In 1973, Loescher joined the faculty at SAIC, and developed one of the largest art history departments within a professional art school in the United States. In the 1980s, the department was renamed the Department of Art History, Theory and Criticism. His main areas of education centered on Spanish and Latin American art as well as gastronomy in art and culture. Loescher was beloved by students, faculty and staff for his intelligence, wit and dedication.
In 1990, King Juan Carlos of Spain proclaimed Loescher a caballero ( knight ) in honor of the educator's contributions to the dissemination of Spanish culture. In a ceremony at The Art Institute of Chicago, Loescher was formally presented with the Cross of the Order of Isabella the Catholic.

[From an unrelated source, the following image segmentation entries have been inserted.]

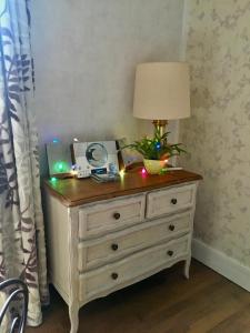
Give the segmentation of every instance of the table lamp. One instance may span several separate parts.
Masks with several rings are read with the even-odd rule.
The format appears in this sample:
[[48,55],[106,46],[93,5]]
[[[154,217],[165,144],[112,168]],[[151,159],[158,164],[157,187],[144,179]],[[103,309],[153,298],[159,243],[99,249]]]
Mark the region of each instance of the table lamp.
[[189,65],[186,62],[138,64],[133,117],[153,120],[161,135],[168,120],[190,117]]

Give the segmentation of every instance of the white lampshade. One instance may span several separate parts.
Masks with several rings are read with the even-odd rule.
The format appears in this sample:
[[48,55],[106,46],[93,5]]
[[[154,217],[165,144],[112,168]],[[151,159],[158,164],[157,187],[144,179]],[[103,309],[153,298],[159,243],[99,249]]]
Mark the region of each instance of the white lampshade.
[[139,64],[133,115],[151,120],[190,117],[189,65],[184,62]]

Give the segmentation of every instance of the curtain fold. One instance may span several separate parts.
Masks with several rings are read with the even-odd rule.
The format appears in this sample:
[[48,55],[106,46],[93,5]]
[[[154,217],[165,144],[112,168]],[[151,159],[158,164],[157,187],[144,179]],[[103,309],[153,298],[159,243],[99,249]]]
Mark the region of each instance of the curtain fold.
[[29,287],[28,324],[49,302],[28,0],[0,1],[0,280]]

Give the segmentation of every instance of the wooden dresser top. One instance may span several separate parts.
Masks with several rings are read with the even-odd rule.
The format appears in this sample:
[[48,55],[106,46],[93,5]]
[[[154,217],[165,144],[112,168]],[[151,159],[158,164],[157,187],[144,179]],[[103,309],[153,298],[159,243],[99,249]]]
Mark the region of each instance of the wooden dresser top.
[[76,206],[93,201],[107,200],[122,195],[136,194],[149,190],[171,186],[202,176],[186,170],[170,171],[162,175],[142,175],[140,169],[126,172],[120,181],[98,183],[92,179],[46,180],[46,186],[66,206]]

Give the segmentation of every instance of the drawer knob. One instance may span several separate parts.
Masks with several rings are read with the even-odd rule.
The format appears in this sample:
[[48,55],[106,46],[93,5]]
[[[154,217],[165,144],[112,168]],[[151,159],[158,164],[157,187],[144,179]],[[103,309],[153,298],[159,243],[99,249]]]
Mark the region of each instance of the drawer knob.
[[173,224],[170,224],[170,225],[169,225],[169,230],[170,230],[170,231],[173,231],[174,229],[176,229],[176,226],[174,226]]
[[117,279],[118,279],[118,273],[112,273],[112,274],[111,274],[111,278],[112,278],[113,280],[117,280]]
[[121,218],[121,214],[120,213],[113,213],[113,219],[114,220],[119,220]]
[[171,199],[171,203],[177,204],[177,199],[176,198]]
[[169,251],[168,251],[168,255],[169,255],[169,256],[172,256],[172,255],[173,255],[173,251],[169,250]]
[[112,244],[112,245],[111,245],[111,249],[112,249],[113,251],[117,251],[117,250],[118,250],[118,244],[116,244],[116,243]]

Loescher is survived by his brothers, Thomas Loescher of Tucson, Ariz., and Richard Loescher of Appleton, Wis.; and special friends Shay DeGrandis, Nathan DeFoor, Brian Sikes and Bibiana Suarez of Chicago; Joyce Neimanas of Albuquerque, N.M.; Wendy Woon of New York City; and many colleagues and students.
SAIC has established a memorial fund in Loescher's honor. On April 4, 2008, SAIC will hold a symposium devoted to Loescher will be held at the Gene Siskel Film Center, 164 N. State, in conjunction with the Midwest Art History Society Conference.